Est-il normal, comme le rappelait récemment le rapporteur Mme Jacqueline Gourault, qu'un excellent technicien supérieur qui obtient sa promotion dans le cadre d'emplois des ingénieurs territoriaux soit obligé de quitter sa commune d'emploi - qui l'aura aidé à réussir ses épreuves de concours - parce que celle-ci relève d'une strate démographique qui ne peut recruter d'ingénieur ? Quand il y a nécessité d'employer un ingénieur, pourquoi le refuser à une collectivité ? Nous apporterons ainsi des réponses positives à ces incohérences. En outre, afin de renforcer la professionnalisation de la fonction publique territoriale, les conditions d'occupation de ces emplois fonctionnels seront revues.
Ce chantier porte, d'autre part, sur la question des quotas d'avancement de grades. Il faut réfléchir à la question de la généralisation de la méthode du ratio promus/promouvables qui est actuellement en expérimentation.
Cette question, dont l'intérêt est bien évidemment commun aux trois fonctions publiques, est au nombre de celles qui figurent dans le protocole d'accord portant sur le volet statutaire signé au mois de janvier. Elle devra néanmoins tenir compte des spécificités de la fonction publique territoriale. Je sais que Christian Jacob a adopté la même position.
Je souhaite également que l'on progresse sur la question des quotas de promotion interne, permettant l'accès des fonctionnaires territoriaux aux cadres d'emplois supérieurs. Ces taux sont aujourd'hui trop faibles et insatisfaisants en termes d'évolution de carrière et de promotion sociale.

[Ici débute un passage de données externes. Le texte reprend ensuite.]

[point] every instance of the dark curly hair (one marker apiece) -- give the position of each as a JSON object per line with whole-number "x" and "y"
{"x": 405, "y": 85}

Ainsi, sur 100 agents, moins de 4 % ont été recrutés par cette voie. La proportion est un peu plus élevée en catégorie A - de l'ordre de 6 % - et en catégorie B - près de 5 %. Elle est en revanche plus faible en catégorie C, puisqu'elle est à peine supérieure à 3 %.
Est-il normal, madame Michèle André, que, dans une commune comme la ville d'Issoire - elle compte 13 000 à 14 000 habitants et est représentative -, un agent administratif recruté au plus bas de l'échelle indiciaire doive en pratique attendre trente-deux à trente-trois ans pour atteindre le grade ultime d'adjoint administratif principal de première classe et, de surcroît, évoluer dans un vivier de trente-deux agents administratifs homologues, vivier d'ailleurs inexistant dans une collectivité de cette strate ?
Dans un contexte de restructuration des cadres d'emplois de catégorie C et de forts assouplissements, voire de suppression d'un certain nombre de quotas d'avancement, on pourrait permettre à cet agent, bien entendu jugé compétent par son employeur, d'atteindre ce grade ultime en vingt-trois ou vingt-quatre ans - un gain de près de dix ans n'est tout de même pas négligeable - tout en le faisant évoluer dans un vivier qui serait limité à sept agents. Certaines promotions seraient ainsi, à juste titre, simplifiées et accélérées.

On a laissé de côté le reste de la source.